Since 2001, femtosecond lasers have been used successfully in LASIK (Laser In-Situ Keratomileusis) refractive surgery. This laser replaces a blade that is used to create a corneal flap so that secondary laser ablation can be performed on the eye to correct for the patient’s refractive error. The femtosecond laser has thus contributed to more precise and safer outcomes in LASIK. The use of femtosecond laser in cataract surgery was first explored by Professor Zoltan Nagy in Budapest, Hungary, in 2008. This laser device was made available in Singapore since 2012. The objective was to use a femtosecond laser instead of a blade to make the corneal incision in cataract surgery.
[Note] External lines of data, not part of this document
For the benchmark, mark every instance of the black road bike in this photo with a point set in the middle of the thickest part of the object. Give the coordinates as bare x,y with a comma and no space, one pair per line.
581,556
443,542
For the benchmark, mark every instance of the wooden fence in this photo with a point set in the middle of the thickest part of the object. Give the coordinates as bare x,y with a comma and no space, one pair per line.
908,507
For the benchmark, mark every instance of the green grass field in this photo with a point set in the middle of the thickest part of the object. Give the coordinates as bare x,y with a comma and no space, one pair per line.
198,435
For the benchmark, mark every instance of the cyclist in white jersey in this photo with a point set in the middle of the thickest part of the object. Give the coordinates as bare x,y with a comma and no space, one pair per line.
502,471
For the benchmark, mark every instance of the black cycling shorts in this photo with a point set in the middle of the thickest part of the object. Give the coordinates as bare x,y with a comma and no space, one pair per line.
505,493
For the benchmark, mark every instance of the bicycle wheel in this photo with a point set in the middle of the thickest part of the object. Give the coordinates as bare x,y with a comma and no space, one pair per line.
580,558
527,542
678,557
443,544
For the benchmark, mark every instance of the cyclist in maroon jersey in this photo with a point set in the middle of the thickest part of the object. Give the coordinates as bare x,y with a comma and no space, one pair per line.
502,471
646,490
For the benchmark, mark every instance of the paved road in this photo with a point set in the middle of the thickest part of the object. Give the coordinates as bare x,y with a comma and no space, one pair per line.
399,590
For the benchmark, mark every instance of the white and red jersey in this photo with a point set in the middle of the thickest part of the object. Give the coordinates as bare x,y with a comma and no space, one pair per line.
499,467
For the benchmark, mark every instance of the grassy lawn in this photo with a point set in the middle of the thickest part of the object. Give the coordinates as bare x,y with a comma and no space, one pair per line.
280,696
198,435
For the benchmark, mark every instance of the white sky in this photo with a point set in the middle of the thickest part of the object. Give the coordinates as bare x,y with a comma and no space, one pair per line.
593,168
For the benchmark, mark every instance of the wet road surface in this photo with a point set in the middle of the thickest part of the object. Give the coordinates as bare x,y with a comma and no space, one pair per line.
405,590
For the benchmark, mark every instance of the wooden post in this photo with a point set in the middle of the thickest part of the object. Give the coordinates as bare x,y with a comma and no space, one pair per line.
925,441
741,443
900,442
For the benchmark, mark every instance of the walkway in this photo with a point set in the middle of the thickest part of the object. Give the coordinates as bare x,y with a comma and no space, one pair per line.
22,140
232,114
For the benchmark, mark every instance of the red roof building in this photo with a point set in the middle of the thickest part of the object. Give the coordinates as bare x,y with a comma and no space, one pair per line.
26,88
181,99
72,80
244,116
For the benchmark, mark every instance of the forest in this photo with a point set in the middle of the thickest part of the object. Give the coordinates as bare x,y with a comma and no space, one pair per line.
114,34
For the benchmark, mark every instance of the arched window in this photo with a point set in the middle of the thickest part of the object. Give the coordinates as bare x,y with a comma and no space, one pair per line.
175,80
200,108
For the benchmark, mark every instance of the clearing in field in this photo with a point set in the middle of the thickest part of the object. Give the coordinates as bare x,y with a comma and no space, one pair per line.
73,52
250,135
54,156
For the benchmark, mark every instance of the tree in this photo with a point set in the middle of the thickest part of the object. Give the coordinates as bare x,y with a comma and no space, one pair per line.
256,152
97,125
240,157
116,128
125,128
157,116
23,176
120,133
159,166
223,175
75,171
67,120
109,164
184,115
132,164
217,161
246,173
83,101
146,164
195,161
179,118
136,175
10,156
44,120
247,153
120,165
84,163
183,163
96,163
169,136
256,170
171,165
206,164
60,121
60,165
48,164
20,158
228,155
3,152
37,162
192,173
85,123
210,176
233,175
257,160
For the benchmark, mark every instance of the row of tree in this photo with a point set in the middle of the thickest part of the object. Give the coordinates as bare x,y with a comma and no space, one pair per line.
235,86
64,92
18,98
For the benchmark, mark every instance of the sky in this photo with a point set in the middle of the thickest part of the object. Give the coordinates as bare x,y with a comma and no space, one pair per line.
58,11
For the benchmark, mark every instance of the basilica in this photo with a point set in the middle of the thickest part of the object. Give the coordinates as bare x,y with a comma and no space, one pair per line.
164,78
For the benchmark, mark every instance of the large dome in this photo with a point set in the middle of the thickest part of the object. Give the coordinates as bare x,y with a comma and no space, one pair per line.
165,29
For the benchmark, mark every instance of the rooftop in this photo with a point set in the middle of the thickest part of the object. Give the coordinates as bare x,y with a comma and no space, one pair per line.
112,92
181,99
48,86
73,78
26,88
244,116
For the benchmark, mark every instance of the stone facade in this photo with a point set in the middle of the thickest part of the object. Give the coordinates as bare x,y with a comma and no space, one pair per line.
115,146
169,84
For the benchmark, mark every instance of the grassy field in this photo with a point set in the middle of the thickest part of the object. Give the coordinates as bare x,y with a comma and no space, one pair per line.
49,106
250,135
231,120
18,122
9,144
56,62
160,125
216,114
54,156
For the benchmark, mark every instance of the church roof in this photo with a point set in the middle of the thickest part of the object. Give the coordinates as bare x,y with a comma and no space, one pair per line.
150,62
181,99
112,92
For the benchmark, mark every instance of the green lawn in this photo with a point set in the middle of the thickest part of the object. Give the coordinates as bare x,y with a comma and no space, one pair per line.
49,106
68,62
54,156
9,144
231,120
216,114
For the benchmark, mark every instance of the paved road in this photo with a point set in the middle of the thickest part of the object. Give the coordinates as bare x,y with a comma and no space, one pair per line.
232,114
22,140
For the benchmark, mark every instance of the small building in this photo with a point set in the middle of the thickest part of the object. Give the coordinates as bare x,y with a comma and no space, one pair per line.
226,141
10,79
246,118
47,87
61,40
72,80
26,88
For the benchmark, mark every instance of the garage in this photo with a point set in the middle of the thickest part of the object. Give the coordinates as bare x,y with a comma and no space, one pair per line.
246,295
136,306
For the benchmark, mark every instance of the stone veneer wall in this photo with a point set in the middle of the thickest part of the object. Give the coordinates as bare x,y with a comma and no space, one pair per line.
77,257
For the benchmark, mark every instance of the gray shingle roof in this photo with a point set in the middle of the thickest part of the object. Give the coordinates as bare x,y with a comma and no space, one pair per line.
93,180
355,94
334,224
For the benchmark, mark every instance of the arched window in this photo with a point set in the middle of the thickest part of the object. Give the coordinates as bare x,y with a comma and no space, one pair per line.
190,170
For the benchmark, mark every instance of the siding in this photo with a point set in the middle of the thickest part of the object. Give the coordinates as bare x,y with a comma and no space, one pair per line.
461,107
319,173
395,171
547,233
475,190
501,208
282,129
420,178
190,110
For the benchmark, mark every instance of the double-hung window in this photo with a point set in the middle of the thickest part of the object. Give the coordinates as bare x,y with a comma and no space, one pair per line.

The laser can also be used to create a round opening in the anterior lens capsule and to achieve a preliminary fragmentation of the lens nucleus, before proceeding with further fragmentation of the lens by the usual phacoemulsification method. As with any new technology, many studies are being carried out worldwide to evaluate its efficacy, safety and success outcomes. However, cost-effectiveness is still a major issue with this laser device.

Conclusion

Huge advances in surgical technique, as well as intraocular lens implant design in the last few decades, have contributed to making cataract surgery today a safe and effective procedure, associated with rapid recovery of vision and little downtime. Majority of patients are able to resume their normal activities by the night of the surgery, and with the appropriate choice of premium intraocular lens implants like multifocal and toric intraocular lens implants, patients can now look forward to greater spectacle independence.